Harvard Psychologist Richard Weissbourd: You Should 'Prioritize Kindess' For Your Kids

How To 'Prioritize Kindness' For Your Kids

Most parents want their kids to be caring individuals, but how many actually portray that sentiment on a daily basis?

According to Richard Weissbourd, co-director of the Making Caring Common Project, not enough parents are.

“Part of what we’re urging parents to do here is walk the talk. If you really are saying that you want your kid to be caring, then you have to make that the expectation day-to-day,” Weissbourd said in a conversation with HuffPost Live's Caroline Modarressy-Tehrani.

We also sometimes “prioritize our kids’ achievement over their caring towards others,” he said. For example, by letting kids “fudge their community service,” parents send an unofficial signal that prioritizes the child’s interests over others.

Weissbourd gave a few recommendations to help parents in this predicament.

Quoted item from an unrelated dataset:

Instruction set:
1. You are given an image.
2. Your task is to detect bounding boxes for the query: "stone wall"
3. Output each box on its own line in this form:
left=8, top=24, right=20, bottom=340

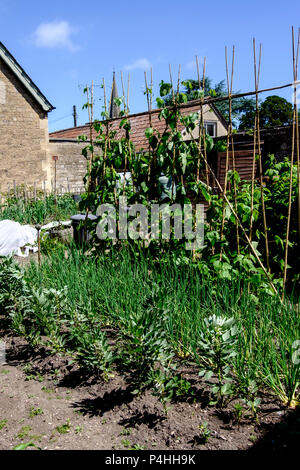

“One thing we might do is instead of saying to our kids the most important thing is that you’re happy, [instead try] saying that the most important thing is that you’re kind,” he said.

But modeling this behavior for kids isn’t enough, Weissbourd added. Practicing what we preach in our own interactions with other adults is just as important.

“So when you come home from work, rather than talking about your accomplishments that day, you might talk about the ways in which you helped someone else out, or something kind and caring that somebody else did that day," he advised.